Robert Harvey's two adult children are working with him at Harvey Capital Management. Alexander Harvey is president and Sophia Burnichon is executive vice president. Both have master's degrees and had experience in the financial arena outside of Florida before joining their father's business.
"It was their choice to come work with me," said Robert Harvey, who is the firm's chairman and chief executive officer. "My deal was: Go do what you want to do. And they both ended up in the investment business working at different firms for about 10 years before returning to Palm Beach."
Now that his children have worked at the firm for more than five years, he anticipates the transition will be an easy one when he decides to retire.
On the other hand, when Frankel considers who's best-suited to run Melangerie, the choice is simple: Dash, her standard poodle.
"He's come to work with me every day since he was 11 weeks old, is well known, courteous, is the perfect sales associate and knows the business. So, he is the logical choice. But he'd certainly need some supervision," said Frankel, who, has no succession plan in place.
But her pooch plan does make a good point: Every succession plan needs supervision, annually and on an ongoing basis.

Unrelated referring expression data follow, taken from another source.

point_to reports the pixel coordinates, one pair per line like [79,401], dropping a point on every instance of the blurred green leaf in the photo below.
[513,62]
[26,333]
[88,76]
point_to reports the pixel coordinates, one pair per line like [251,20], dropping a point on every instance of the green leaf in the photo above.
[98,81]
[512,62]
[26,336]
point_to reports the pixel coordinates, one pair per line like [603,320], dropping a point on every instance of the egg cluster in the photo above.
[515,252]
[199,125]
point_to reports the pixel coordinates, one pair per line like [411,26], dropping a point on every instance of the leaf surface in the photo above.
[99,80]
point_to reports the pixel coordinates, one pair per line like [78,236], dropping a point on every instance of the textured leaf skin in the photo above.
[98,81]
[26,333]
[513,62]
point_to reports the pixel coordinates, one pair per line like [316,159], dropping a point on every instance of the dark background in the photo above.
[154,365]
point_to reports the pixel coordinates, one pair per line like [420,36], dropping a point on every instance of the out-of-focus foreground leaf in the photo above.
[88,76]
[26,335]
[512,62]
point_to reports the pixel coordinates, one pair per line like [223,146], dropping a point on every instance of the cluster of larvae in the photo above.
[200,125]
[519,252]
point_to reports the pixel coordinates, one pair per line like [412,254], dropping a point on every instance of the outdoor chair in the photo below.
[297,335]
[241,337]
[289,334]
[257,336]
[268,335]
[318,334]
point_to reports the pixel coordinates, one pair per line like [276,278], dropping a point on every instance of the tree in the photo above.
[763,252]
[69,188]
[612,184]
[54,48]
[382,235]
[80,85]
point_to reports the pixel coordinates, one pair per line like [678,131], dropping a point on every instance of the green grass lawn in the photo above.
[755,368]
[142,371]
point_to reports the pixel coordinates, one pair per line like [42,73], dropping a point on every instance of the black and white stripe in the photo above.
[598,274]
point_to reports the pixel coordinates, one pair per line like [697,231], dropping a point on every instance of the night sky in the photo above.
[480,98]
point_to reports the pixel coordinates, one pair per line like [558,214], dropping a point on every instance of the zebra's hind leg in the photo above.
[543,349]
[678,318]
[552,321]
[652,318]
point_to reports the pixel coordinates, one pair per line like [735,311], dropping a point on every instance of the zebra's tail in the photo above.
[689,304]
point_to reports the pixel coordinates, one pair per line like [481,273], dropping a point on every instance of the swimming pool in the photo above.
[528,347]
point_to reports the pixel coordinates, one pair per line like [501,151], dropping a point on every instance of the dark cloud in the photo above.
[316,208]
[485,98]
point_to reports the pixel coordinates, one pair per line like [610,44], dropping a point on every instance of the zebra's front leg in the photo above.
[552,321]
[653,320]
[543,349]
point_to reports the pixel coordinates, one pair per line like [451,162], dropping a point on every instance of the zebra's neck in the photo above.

And the plan isn't done during one meeting with your attorney or CPA but is part of a process that evolves as situations and times change, Comiter said.

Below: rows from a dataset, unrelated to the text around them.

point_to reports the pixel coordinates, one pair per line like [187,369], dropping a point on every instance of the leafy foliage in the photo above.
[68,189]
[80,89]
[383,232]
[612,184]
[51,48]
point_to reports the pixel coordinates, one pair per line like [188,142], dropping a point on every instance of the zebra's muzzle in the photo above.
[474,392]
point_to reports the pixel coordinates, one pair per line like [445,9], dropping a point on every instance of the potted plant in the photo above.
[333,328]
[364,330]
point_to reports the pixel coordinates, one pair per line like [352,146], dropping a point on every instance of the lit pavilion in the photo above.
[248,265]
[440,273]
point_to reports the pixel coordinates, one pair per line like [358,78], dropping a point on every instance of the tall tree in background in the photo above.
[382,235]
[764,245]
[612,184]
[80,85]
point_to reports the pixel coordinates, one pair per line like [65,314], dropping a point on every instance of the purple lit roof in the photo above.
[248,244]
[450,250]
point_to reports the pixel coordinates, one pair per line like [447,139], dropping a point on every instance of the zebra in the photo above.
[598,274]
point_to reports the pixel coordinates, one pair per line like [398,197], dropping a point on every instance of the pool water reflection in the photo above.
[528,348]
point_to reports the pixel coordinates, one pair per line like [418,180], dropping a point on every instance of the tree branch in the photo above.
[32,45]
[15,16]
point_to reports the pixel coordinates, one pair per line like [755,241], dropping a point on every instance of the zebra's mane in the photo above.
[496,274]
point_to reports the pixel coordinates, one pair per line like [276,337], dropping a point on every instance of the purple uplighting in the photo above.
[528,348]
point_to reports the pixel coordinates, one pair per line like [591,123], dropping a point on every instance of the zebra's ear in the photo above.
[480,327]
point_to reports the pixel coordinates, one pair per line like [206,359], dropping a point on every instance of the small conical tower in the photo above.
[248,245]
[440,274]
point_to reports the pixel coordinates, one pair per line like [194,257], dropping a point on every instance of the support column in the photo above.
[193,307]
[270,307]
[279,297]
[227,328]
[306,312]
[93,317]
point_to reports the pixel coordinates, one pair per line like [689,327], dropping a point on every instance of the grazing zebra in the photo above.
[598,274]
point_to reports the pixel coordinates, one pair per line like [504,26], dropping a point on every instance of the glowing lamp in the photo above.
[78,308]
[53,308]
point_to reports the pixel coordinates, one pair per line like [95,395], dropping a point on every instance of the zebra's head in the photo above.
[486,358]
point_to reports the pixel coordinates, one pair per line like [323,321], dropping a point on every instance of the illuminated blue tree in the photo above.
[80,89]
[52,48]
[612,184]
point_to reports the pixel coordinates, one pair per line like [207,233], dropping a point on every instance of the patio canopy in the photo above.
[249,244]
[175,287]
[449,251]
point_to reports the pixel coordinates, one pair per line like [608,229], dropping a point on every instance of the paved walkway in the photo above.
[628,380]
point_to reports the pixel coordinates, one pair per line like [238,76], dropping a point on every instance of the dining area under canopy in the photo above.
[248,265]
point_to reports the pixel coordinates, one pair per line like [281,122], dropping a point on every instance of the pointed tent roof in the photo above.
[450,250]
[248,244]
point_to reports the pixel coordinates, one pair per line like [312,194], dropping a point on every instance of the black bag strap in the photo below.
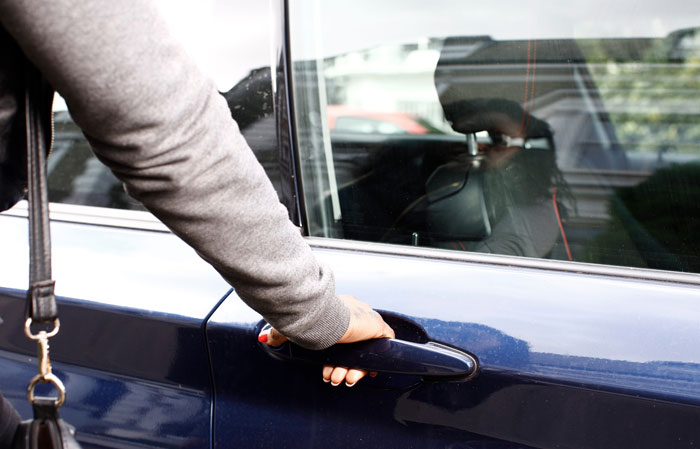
[41,303]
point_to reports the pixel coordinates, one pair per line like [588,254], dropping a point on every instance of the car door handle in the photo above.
[386,355]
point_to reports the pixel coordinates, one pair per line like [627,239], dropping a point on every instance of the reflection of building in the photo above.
[388,78]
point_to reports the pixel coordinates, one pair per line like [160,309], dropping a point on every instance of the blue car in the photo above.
[535,246]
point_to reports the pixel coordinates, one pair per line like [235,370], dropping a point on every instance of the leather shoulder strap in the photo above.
[41,303]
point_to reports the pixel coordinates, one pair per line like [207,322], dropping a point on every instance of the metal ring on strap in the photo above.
[49,378]
[28,330]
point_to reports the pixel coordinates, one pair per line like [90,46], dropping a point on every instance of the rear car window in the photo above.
[536,130]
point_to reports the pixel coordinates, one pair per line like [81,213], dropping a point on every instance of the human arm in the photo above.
[165,131]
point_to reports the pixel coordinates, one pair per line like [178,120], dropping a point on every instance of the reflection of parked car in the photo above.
[155,351]
[353,120]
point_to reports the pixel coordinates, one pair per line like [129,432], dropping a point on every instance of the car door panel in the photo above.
[131,349]
[565,360]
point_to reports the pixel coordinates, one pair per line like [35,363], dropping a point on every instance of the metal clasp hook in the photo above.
[45,375]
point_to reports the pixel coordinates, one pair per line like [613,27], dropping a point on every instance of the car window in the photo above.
[229,43]
[527,129]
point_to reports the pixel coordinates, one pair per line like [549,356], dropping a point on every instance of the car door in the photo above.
[132,298]
[540,225]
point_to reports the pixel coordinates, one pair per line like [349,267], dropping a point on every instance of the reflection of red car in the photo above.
[348,119]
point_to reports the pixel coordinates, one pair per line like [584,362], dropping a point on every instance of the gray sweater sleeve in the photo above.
[165,131]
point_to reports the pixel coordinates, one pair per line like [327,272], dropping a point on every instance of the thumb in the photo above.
[271,336]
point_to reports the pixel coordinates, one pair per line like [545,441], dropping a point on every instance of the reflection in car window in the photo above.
[227,40]
[547,131]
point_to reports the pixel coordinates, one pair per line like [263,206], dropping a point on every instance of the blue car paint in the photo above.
[135,376]
[566,360]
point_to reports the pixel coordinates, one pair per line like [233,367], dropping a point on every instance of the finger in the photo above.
[338,375]
[353,376]
[365,323]
[327,371]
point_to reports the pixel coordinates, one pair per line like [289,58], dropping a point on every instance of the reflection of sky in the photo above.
[559,313]
[227,38]
[134,269]
[360,24]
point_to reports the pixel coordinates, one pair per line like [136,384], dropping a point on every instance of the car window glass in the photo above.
[231,43]
[528,129]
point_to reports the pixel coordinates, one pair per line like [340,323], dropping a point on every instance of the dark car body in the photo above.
[156,350]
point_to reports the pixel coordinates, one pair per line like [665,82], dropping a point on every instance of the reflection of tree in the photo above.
[655,224]
[650,93]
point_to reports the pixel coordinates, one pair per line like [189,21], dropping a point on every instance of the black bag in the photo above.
[46,430]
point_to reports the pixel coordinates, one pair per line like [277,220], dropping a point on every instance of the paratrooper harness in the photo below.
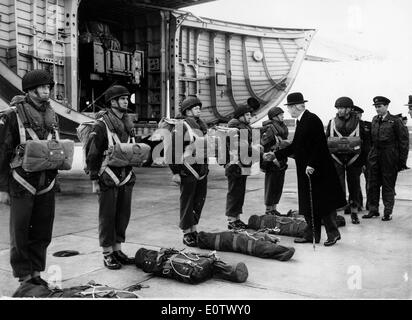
[344,145]
[120,154]
[38,155]
[170,124]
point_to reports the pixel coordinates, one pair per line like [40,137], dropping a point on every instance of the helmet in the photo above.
[35,78]
[274,112]
[189,103]
[344,102]
[114,92]
[241,111]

Success rates and succession plans
Studies indicate that more than one-half of small business owners with a formal succession plan hope to transfer their business to a family member and 23 percent to a non-family member; 11 percent plan to dissolve the business.

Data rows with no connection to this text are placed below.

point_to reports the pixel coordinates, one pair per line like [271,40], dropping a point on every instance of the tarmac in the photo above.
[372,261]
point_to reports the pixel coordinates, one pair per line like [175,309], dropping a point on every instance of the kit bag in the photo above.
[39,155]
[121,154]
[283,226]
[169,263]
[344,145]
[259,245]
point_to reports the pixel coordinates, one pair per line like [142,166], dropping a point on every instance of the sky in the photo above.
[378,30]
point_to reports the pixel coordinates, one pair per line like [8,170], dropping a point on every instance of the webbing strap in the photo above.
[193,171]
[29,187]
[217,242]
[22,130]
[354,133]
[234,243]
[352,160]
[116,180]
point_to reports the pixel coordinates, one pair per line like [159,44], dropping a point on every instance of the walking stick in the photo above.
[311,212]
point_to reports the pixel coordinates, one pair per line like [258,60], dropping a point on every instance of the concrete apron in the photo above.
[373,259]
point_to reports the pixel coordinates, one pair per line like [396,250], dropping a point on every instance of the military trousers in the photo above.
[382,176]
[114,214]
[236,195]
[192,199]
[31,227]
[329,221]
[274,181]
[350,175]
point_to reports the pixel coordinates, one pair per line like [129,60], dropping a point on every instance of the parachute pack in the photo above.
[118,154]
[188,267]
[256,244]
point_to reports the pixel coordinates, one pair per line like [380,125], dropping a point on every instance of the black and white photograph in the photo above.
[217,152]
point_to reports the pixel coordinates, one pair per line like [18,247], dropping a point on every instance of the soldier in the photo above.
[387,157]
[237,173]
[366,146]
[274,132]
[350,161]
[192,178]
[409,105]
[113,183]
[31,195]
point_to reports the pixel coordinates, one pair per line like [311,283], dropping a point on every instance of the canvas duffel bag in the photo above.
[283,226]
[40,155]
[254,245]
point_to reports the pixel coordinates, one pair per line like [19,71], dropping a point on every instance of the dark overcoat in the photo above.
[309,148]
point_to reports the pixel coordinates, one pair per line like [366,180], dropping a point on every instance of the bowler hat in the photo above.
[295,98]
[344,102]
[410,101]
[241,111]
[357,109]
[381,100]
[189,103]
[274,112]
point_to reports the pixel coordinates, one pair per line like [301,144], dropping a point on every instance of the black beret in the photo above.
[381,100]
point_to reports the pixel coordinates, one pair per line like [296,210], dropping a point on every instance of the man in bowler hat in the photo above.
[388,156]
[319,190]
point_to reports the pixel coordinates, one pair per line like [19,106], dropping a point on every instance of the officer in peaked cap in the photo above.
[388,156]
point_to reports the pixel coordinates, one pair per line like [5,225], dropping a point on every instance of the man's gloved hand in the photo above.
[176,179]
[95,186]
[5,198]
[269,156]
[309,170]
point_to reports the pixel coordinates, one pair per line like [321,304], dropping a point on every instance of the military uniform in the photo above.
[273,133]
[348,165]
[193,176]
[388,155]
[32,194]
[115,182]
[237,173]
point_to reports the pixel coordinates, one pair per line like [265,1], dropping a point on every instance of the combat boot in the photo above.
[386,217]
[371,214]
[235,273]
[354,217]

And according to the Small Business Administration, of the 90 percent of closely held and family-owned businesses, only 30 percent of them will succeed into the next generation and 15 percent will survive into the third generation.
Professionals will tell you that having a plan in place does a number of things, particularly related to personnel and timing.
Beth Walton, CEO of the Palm Beach United Way, created a succession plan for that nonprofit organization in 2012 that is reviewed every year and presented to the board annually.
"The most important reason for a nonprofit to have a succession plan in place is that staff are typically relied upon to carry out the mission, provide services and meet their organization's goals," Walton said. "So we need to think about what would happen to those services or our ability to fulfill our mission when staff members change."
Making sure key people are in place now and into the future also plays a big part in The Breakers' succession plans.
"With a very solid executive leadership group of senior team members, ... succession planning has not been a focal point for senior leadership, but career path planning under the realm of succession planning," said Paul Leone, president of The Breakers Palm Beach. He added that this focus on developing leaders is vital to the organization.
As for timing, because waiting until a business is mature and financially successful can complicate matters, Swan suggests: "The sooner you start planning the better."
Comiter agrees: "After the business starts growing and you can see that the business is going to be successful, that's when you really need to start to think about the future."
Swan agreed: "For any type of business, the sooner you start, the better."